Cinco años conviven Pedrarias y Nuñez de Balboa hasta que una nueva insubordinación del segundo obliga al noble segoviano a ejecutar la sentencia y decapitar al conquistador extremeño. “Hubo una evidencia de un intento de sublevación, Pedrarias impone su autoridad, hablamos de un contexto militar, de un hombre que sabe cual es el precio de la deslealtad y la insubordinación”, afirma Aram, que sostiene que la consideración de “héroe martir” que se atribuyó a Nuñez de Balboa fue siempre una losa en la reputación del noble segoviano.

Para la historiadora norteamericana, Pedrarias ha sido el “chivo expiratorio”, a quien se culpó del frustrado sueño de la conquista, aunque, en realidad, “fue hombre que estaba cumpliendo las órdenes de la Corona y chocó con una realidad durísima”.

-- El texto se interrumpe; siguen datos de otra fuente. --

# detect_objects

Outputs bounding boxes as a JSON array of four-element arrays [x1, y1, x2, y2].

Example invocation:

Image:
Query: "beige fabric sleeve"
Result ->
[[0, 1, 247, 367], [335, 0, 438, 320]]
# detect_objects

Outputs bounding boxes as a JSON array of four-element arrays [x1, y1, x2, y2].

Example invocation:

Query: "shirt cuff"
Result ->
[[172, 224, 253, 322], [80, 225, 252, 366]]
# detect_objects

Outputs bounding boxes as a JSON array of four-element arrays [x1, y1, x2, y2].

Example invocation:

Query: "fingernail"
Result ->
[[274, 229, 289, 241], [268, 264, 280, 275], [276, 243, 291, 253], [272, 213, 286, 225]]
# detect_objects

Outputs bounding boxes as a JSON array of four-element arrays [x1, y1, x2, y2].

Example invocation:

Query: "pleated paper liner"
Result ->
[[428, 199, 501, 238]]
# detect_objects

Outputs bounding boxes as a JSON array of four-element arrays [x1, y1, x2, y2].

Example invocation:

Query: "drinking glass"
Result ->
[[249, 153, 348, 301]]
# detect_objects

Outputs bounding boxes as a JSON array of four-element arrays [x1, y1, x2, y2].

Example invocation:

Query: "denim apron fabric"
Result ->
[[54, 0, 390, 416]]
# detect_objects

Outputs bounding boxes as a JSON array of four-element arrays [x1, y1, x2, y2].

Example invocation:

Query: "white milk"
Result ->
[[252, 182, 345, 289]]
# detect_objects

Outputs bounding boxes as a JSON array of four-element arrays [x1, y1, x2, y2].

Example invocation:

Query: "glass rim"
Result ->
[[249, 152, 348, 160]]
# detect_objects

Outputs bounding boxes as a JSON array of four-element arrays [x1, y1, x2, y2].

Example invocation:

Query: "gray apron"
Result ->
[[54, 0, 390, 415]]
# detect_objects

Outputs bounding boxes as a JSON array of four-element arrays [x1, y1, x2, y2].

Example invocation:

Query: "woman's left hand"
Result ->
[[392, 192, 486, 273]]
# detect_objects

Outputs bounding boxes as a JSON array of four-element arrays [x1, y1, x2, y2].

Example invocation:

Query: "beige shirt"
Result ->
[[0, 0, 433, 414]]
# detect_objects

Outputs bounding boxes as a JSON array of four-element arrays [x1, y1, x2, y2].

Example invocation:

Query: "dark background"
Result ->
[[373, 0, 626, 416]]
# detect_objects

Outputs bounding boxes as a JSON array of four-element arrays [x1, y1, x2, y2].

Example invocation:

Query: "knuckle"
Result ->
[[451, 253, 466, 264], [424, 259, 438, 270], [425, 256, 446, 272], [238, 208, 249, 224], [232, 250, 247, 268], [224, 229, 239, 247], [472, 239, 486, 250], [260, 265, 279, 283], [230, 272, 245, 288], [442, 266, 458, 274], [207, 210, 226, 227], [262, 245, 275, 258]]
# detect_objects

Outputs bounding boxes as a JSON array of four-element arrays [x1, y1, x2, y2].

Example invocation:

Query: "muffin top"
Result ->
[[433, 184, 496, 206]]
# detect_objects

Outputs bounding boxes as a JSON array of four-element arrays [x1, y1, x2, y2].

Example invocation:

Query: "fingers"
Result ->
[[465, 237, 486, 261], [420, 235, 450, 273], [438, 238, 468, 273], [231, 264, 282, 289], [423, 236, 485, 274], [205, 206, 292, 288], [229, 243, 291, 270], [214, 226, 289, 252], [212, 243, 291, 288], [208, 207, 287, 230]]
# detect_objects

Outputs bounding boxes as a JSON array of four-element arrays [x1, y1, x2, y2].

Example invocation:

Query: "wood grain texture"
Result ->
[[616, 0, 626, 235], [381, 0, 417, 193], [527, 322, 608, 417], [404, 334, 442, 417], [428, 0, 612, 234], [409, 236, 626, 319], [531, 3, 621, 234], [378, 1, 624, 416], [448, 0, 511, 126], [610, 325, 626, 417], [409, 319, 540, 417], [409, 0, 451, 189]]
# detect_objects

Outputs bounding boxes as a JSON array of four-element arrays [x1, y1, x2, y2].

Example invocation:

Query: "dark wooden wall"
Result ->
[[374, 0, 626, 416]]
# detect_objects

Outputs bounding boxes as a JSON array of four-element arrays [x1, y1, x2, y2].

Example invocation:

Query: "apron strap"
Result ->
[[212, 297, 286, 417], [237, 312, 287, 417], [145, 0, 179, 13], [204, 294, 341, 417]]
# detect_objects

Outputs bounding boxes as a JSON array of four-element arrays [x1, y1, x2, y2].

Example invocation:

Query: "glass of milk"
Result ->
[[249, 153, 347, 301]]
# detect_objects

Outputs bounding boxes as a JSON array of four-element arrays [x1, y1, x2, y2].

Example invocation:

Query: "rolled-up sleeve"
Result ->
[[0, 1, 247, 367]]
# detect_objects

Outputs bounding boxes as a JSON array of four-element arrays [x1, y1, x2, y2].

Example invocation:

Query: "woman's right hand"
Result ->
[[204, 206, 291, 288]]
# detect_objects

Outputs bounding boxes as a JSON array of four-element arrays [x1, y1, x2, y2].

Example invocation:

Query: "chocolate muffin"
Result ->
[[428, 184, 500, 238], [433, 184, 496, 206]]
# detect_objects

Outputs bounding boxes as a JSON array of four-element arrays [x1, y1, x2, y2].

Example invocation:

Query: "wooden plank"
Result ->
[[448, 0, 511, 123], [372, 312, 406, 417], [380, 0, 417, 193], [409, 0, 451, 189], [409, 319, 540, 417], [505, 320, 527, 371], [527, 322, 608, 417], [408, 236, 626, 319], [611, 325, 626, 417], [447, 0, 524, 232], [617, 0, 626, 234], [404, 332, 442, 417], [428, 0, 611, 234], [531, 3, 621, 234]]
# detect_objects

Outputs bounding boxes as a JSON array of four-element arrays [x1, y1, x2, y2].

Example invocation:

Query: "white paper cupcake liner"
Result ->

El gobernador de Castilla del Oro, que fundó la ciudad de Panama (1519) y tras ser desposeído de su cargo, se hizo con la gobernación de Nicaragua (1527), tuvo que enfrentarse a una “mortalidad tremenda” entre sus tropas, fruto del drástico cambio climático y la alimentación, enfermedades que sufrió en sus propias carnes, dado que el primer año apenas pudo levantarse de la cama.

Aram asegura que durante sus catorce años en tierras americanas “sufrió muchísimo” y aun así permaneció, porque le negaron el relevo, y porque, por propia convicción, estaba cumpliendo una misión de la Corona, en la que gastó gran parte de su hacienda en esta empresa; puesto que su nombramiento le obligaba a invertir en la conquista.